To help me keep consistency, have clear timelines, character history, bullet point plots, and maps.
Cult of Fertility (History)
It's loosely based on the 60' and 70' hippie youth movement with some terrorism adapted from fringes extremist animal right groups and Islamic movement like ISIS. They are bound together by an overall doctrine, but are composed by many groups, with varying grades of violence and peace.
The Silence (History, Overlord)
A crime syndicate. I drew from many sources, like real world Mafia, and fictional crime guilds and crime syndicate, like The Fingers from overlord.
Duels should be bloody (Toriko)
You have character that are as tough as regular humans, but have the power to level mountains. It's unrealistic for fight between them to drag out, and for techniques that should be lethal to leave only bruises.

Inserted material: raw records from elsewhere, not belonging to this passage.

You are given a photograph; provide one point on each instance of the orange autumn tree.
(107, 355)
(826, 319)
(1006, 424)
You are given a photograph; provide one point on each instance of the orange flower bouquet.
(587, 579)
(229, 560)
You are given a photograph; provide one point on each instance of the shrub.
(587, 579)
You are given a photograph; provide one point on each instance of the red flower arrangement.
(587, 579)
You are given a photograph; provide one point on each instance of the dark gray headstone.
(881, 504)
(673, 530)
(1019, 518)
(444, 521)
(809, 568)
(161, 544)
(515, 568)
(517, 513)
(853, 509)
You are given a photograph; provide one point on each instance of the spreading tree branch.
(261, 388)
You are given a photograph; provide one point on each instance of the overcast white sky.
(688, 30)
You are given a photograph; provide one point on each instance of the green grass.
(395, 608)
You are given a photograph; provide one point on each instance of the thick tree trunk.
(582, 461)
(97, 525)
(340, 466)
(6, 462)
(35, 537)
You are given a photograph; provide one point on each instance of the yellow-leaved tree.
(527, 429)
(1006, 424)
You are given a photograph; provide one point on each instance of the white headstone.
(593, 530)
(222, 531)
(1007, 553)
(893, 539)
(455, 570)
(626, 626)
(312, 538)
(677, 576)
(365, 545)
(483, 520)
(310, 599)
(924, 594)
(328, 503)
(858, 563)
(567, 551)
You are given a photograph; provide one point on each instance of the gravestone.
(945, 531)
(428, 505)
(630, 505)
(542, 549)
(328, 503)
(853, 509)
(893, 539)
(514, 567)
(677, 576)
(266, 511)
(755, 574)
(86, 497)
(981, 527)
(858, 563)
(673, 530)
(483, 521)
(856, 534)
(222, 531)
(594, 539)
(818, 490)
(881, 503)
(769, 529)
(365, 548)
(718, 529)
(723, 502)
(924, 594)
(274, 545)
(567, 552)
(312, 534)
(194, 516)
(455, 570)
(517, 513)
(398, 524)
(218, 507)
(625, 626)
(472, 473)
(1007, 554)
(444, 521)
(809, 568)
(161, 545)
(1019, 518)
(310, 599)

Fights between glass cannons should be short, bloody, be often decided by the first blow, and damage the environment around them.
Names
I have a few rules, like Dark Skin male names often end in 'n', people of the Church of Gloria don't have surnames, names often use a Latin/Roman radix.
I draw heavily from names I like from other works. Liara probably comes from Mass Effect, Serenia comes from Id, the greatest fusion fantasy, etc... What names I like and fit the character and the place, I use.
More
There are more influences that would gave future plot points away. I'll make a new note when I'm deeper inside the story.